Abstract

Social deprivation during early life can severely affect mental health later in adulthood, leading to the development of behavioural traits associated with several major psychiatric disorders including schizophrenia. This has led to the application of social isolation in laboratory animals to model the impact of environmental factors on the aetiopathology of schizophrenia. However, controversy exists over the precise behavioural profile and the robustness of some of the reported effects of social isolation rearing.

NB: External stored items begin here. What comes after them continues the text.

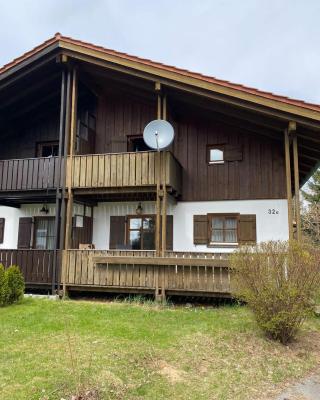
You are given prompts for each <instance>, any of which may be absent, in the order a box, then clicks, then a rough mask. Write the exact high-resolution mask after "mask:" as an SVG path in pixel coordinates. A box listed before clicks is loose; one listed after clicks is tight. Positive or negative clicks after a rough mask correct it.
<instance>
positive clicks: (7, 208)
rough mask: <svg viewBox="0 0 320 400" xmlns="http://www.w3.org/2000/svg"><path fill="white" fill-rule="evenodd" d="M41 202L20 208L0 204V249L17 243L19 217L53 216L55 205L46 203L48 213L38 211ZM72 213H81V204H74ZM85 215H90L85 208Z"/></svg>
mask: <svg viewBox="0 0 320 400" xmlns="http://www.w3.org/2000/svg"><path fill="white" fill-rule="evenodd" d="M42 206H43V204H23V205H21V207H20V208H13V207H4V206H0V218H5V228H4V241H3V243H1V244H0V249H16V248H17V244H18V230H19V218H20V217H39V216H42V217H43V216H48V217H54V216H55V205H54V204H48V205H47V207H48V209H49V212H48V214H42V213H41V212H40V210H41V208H42ZM73 214H80V215H83V206H81V205H78V204H75V205H74V207H73ZM86 215H90V209H89V208H87V212H86Z"/></svg>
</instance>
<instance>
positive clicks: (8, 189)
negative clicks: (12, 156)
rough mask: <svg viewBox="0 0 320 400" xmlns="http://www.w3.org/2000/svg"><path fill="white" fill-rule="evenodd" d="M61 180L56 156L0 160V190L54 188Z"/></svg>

Here, we evaluated the efficacy of postweaning social isolation to induce schizophrenia-related behavioural deficits in C57BL/6 mice of both sexes. The effects of social isolation clearly differed between sexes: isolated male but not female mice exhibited multiple habituation deficits and enhanced locomotor reaction to amphetamine. The preferential vulnerability in the male sex corresponds well with the earlier disease onset and poorer prognosis in male relative to female schizophrenic patients. In contrast, we observed no evidence for a disruption of sensorimotor gating in the prepulse inhibition paradigm despite the efficacy of social isolation to alter startle reactivity. With both success and failure in the induction of schizophrenia-related endophenotypes, the present study thus provides important characterizations and qualifications to the application of the social isolation model in mice. We conclude that social isolation in mice represents a valuable tool for the examination of candidate genes within the context of the "two-hit" hypothesis of the aetiological processes in schizophrenia.